Literature DB >> 31944335

Recovery of original individual person data (IPD) inferences from empirical IPD summaries only: Applications to distributed computing under disclosure constraints.

Federico Bonofiglio1,2, Martin Schumacher1,2, Harald Binder1,2.   

Abstract

There are many settings where individual person data (IPD) are not available, due to privacy or technical reasons, and one must work with IPD proxies, such as summary statistics, to approximate original IPD inferences, that is, the results of statistical analyses that would ideally have been performed on individual-level data. For instance, in a distributed computing setting, as implemented in the DataSHIELD software framework, different centers can only share IPD proxies to obtain pooled IPD inferences. Such privacy requirements limit the scope of statistical investigation.
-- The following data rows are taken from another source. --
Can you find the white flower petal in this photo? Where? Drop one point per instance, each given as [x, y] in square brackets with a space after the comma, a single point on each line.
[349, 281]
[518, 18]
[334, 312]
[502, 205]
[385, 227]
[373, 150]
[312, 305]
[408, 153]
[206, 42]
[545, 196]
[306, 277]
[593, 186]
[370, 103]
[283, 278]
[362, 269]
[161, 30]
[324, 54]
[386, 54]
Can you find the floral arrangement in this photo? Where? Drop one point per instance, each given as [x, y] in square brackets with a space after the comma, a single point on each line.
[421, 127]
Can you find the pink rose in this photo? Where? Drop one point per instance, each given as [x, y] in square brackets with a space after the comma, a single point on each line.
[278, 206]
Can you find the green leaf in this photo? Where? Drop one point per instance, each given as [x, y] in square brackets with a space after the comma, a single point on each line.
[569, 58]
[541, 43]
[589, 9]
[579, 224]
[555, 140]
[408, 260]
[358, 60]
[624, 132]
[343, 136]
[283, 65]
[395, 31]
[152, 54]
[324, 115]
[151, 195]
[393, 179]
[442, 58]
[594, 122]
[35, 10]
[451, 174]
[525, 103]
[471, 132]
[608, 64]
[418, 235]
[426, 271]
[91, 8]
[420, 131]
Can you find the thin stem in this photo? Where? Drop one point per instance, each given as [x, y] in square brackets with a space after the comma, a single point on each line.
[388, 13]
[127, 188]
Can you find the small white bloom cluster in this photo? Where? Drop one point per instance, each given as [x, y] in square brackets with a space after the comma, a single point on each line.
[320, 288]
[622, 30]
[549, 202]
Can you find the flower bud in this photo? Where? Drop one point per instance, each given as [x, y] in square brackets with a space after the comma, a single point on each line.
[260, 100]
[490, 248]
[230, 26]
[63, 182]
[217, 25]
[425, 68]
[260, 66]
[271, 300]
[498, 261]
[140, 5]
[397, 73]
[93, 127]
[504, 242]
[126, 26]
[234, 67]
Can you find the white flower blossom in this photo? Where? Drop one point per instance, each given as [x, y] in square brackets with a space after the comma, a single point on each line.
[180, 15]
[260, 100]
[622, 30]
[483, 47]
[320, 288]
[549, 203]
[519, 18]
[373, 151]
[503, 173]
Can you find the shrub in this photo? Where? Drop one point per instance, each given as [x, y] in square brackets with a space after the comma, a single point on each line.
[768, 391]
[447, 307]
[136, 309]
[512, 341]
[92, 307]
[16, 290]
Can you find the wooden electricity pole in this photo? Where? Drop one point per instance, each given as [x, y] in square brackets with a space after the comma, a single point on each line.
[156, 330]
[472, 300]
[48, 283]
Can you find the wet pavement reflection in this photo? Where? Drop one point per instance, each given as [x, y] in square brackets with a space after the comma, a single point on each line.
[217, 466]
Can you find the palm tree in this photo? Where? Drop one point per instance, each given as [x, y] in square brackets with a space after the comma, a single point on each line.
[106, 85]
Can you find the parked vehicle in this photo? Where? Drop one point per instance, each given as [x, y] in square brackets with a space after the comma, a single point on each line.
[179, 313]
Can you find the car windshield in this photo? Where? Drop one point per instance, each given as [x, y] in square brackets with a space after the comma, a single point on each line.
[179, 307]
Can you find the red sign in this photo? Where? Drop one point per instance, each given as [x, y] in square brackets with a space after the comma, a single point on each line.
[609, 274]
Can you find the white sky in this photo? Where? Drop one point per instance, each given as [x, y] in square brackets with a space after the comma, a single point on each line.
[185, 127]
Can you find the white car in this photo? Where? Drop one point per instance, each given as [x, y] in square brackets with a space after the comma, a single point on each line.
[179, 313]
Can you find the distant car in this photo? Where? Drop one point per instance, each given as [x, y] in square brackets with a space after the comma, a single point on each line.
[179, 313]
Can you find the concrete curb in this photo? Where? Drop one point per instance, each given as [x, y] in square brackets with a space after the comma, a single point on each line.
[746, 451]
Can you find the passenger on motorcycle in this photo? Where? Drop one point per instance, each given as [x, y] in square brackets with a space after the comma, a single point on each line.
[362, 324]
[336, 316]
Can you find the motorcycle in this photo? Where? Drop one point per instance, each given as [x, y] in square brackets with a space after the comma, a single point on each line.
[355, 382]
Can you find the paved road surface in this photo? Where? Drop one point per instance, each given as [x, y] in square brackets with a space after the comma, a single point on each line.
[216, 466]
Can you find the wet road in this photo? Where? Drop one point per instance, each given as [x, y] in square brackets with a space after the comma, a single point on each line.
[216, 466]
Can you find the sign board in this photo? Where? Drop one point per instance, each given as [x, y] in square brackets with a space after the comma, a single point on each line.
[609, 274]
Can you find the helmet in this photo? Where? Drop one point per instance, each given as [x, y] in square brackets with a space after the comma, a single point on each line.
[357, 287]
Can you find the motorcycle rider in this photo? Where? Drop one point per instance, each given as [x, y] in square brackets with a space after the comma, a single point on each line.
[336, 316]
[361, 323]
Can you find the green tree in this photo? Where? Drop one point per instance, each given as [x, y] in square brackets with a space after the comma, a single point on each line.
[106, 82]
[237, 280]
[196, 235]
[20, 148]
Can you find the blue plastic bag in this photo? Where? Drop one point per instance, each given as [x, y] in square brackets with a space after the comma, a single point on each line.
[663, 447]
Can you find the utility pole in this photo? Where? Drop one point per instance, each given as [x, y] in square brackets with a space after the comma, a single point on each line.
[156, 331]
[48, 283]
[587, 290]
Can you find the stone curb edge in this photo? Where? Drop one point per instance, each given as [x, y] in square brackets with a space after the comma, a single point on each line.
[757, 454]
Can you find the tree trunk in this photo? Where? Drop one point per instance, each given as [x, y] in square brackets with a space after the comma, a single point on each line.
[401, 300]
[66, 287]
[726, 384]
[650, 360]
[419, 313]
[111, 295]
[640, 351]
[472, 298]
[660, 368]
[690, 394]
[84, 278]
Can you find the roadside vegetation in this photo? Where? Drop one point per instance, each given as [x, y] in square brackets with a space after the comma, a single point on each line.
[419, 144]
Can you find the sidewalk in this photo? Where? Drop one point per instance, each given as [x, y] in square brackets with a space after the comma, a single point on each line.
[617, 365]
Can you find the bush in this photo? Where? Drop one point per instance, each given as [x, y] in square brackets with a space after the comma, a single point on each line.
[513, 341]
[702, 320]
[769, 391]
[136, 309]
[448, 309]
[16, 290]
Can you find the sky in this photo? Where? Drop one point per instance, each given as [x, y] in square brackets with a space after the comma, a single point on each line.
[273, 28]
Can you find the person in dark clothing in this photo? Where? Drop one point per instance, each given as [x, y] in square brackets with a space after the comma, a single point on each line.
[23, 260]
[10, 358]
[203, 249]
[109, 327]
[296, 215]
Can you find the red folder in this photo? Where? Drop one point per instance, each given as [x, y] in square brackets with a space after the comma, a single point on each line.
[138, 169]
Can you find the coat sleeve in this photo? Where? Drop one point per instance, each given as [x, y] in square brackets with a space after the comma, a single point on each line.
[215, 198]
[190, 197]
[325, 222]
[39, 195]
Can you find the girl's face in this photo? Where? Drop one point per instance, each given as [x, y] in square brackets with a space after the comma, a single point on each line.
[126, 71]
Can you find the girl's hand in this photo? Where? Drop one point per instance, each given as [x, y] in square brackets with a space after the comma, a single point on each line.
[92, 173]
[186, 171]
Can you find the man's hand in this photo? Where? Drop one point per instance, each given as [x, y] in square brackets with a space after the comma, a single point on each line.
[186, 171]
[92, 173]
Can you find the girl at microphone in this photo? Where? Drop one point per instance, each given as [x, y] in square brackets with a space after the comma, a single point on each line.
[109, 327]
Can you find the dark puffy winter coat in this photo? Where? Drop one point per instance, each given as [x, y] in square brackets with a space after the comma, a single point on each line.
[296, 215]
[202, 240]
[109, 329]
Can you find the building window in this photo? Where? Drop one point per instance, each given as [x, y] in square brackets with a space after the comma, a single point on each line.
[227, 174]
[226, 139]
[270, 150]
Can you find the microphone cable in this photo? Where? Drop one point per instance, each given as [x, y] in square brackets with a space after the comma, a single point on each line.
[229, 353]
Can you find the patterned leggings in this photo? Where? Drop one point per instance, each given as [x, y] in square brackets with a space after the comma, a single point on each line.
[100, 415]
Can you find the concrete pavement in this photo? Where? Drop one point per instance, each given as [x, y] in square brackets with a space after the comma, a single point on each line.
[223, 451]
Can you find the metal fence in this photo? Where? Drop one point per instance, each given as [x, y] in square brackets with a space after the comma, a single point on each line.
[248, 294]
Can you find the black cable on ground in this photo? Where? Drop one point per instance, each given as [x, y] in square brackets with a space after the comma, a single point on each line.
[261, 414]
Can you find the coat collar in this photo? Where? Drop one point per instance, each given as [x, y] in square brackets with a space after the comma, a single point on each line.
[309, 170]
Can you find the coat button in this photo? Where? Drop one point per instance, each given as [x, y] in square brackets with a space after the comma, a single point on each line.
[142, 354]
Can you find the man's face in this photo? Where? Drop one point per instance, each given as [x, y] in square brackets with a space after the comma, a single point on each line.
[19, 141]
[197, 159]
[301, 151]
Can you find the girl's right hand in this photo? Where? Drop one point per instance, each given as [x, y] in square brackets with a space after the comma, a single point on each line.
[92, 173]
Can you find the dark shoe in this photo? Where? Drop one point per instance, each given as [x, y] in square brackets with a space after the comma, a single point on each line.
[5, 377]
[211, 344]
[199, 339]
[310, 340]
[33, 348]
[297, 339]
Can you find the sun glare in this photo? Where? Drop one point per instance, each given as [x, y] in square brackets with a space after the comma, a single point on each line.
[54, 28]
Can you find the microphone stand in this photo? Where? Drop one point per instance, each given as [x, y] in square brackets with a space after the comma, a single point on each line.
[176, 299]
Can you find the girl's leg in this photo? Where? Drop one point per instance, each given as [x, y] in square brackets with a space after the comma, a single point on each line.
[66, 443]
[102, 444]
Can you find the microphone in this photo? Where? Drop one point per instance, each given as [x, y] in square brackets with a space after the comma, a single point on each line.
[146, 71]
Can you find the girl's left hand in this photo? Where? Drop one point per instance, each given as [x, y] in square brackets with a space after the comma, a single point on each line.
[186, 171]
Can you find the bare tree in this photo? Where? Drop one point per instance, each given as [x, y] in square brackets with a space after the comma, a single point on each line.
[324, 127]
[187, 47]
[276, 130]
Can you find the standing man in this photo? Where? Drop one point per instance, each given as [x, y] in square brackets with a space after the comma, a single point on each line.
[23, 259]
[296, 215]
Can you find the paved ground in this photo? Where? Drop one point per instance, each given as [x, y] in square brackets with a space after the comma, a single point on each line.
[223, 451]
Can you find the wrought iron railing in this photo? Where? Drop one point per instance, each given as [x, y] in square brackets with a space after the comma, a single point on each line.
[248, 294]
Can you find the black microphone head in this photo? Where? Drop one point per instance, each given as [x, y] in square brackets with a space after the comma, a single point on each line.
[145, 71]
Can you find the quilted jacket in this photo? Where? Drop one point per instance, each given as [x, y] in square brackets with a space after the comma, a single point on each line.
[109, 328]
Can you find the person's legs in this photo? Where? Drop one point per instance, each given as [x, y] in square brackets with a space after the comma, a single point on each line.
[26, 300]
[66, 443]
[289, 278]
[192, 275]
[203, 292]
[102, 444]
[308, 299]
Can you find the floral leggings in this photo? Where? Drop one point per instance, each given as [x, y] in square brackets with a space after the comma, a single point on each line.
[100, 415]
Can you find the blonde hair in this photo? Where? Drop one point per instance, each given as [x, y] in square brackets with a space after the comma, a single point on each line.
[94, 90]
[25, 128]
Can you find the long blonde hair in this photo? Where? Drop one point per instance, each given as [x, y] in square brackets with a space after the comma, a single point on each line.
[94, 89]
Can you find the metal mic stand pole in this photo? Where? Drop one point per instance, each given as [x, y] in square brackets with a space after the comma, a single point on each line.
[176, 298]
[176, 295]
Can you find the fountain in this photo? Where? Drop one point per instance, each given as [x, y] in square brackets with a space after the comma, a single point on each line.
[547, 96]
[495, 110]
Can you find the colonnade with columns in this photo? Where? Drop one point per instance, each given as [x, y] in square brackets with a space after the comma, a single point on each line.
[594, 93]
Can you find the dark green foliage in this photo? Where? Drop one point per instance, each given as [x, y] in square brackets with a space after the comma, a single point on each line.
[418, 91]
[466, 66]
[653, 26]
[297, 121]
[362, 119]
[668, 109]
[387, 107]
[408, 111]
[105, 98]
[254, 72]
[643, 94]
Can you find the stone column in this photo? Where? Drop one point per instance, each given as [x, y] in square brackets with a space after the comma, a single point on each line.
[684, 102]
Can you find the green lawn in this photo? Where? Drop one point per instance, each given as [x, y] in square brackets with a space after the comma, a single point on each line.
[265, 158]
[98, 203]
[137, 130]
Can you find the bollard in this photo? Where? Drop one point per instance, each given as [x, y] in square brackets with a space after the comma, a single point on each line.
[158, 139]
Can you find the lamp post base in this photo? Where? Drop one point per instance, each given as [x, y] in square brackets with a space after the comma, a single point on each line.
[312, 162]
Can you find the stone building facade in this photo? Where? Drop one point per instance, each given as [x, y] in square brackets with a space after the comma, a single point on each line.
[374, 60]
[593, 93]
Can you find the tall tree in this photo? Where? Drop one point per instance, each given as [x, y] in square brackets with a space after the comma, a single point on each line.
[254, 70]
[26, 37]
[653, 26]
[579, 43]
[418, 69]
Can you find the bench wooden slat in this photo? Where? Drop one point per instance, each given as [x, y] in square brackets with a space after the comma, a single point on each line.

For example, it can be challenging to perform between-center random-effect regression models. To increase modeling freedom we propose a method that only uses simple nondisclosive summaries of the original IPD as input, such as empirical marginal moments and correlation matrices, and generates artificial data compatible with those summary features. Specifically, data are generated from a Gaussian copula with marginal and joint components specified by the above summaries. The goal is to reproduce original IPD features in the artificial data, such that original IPD inferences are recovered from the artificial data. In an application example, and through simulations, we show that we can recover estimates of a multivariable IPD random-effect logistic regression, from artificial data generated via the Gaussian copula using the above IPD summaries, suggesting the proposed approach provides a generally applicable strategy for distributed computing settings with data protection constraints.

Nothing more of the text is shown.